Posted: May 18, 2009
By Sam Alcorn
LEWISBURG, Pa. – Art Shapiro has done it again.
He and a team of researchers that includes two Bucknell University graduates won first place in this year’s international visual illusions contest. (Illusions created in his laboratory also won first place in 2005 and third place in 2007.)
The nifty new illusion – called the Break of the Curveball – may help to explain why batters in baseball can have so much trouble hitting the pitch.
See the animation here.
Working with Emily Knight and Robert Ennis, both Class of 2008 graduates, and Zhong-Lin Lu, director of the Laboratory of Brain Processes at the University of Southern California, Shapiro developed an illusion that shows a spinning ball. When watched directly, the ball moves in a straight line. But when the ball is seen out of the corner of the eye, the spin of the ball fools the brain into thinking that the ball is sharply curving.
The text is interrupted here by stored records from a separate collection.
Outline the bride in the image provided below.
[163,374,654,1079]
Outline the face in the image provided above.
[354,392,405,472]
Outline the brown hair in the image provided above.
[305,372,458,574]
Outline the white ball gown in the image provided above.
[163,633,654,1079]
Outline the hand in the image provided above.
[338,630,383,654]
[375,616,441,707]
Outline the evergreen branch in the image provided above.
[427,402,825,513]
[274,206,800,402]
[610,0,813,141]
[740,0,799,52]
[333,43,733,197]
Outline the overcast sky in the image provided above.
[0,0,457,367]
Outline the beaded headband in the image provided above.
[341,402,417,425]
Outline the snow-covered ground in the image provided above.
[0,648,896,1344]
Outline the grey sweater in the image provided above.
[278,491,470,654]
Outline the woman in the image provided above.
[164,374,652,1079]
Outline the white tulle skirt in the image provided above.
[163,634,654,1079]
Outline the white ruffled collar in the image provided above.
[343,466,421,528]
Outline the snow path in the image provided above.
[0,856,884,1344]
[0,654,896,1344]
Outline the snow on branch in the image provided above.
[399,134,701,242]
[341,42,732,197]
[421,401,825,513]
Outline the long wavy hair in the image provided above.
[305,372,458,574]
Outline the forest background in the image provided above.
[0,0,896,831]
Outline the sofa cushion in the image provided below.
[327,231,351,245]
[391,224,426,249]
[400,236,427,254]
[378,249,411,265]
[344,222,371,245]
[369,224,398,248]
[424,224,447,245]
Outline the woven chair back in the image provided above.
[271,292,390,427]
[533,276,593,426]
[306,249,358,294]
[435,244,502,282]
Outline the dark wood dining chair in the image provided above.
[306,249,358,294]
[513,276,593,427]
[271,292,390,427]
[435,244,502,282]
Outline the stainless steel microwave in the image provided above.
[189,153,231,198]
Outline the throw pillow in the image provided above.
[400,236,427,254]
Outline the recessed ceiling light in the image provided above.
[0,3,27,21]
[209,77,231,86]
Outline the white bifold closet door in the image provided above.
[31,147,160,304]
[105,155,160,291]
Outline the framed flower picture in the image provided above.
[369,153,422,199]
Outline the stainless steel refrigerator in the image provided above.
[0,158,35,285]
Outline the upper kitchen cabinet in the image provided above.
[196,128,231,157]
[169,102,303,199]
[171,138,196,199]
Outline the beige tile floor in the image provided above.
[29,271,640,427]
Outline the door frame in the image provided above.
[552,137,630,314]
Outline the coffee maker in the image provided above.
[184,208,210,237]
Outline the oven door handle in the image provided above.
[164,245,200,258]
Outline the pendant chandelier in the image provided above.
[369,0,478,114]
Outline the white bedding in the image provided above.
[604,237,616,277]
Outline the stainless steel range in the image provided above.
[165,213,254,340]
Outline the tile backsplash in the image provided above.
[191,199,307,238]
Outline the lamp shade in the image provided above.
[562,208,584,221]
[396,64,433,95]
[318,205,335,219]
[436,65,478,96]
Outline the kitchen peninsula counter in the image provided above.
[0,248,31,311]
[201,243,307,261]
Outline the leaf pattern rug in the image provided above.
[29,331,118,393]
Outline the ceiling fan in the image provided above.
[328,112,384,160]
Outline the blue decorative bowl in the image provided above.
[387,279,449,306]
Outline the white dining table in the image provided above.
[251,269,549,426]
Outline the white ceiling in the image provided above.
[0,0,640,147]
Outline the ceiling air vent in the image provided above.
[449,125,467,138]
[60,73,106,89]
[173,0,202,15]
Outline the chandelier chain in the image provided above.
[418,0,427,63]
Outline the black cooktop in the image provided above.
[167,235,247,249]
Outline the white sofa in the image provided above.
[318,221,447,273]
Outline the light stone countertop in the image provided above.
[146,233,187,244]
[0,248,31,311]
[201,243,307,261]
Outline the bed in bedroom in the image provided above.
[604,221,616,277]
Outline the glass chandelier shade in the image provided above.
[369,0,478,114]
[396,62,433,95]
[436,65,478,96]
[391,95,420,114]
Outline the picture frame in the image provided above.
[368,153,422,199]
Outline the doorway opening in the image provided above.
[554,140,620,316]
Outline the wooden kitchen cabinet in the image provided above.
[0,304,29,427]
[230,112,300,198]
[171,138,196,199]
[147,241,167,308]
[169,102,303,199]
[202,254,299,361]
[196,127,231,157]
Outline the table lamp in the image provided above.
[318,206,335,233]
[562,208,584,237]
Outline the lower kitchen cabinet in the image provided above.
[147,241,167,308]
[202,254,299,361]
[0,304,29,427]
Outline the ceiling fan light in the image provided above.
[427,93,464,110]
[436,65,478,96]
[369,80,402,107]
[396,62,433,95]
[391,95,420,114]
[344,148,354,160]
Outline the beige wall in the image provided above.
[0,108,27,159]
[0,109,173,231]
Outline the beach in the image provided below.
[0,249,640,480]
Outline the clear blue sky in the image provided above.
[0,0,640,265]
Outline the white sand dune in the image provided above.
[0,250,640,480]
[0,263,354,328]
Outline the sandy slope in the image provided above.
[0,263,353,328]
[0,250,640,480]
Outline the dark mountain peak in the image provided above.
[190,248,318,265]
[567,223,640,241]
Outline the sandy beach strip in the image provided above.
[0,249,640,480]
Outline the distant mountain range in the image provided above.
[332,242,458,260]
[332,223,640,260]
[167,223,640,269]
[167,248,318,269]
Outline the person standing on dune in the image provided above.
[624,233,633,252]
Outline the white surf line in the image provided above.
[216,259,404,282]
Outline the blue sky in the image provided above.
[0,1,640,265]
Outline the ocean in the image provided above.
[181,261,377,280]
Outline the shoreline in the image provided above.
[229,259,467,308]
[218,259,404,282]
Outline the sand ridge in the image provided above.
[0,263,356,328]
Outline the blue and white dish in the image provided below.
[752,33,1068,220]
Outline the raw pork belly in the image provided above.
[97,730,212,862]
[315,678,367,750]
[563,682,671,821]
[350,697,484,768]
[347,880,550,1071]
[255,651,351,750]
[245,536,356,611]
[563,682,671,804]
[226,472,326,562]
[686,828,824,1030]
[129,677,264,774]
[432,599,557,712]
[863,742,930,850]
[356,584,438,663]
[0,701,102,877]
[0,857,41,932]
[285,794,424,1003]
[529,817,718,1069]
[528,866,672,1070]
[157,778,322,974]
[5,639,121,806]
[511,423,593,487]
That may be the reason why curveball pitches are so tough to hit.
“In baseball, a curveball creates a physical effect and a perceptual puzzle. The physical effect – the curve – arises because the ball’s rotation leads to a deflection in the ball’s path,” said Shapiro, who is an associate professor of psychology. “The perceptual puzzle arises because the deflection is actually gradual but is often perceived as an abrupt change in direction – the break.
“Our illusions suggest that the perceived ‘break’ may be caused by the transition from the central visual system to the peripheral visual system. Like a curveball, the spinning disks in the illusions appear to abruptly change direction when an observer switches from foveal to peripheral viewing,” said Shapiro.
In this year’s contest, an Israeli team took second place and a post-doctoral researcher at Harvard University won third.
The contest, held in Naples, Fla., this year, is part of the Vision Sciences Society’s annual meeting. Ten finalists are selected by an international panel of judges. Following presentations at the conference, attendees vote for the best three.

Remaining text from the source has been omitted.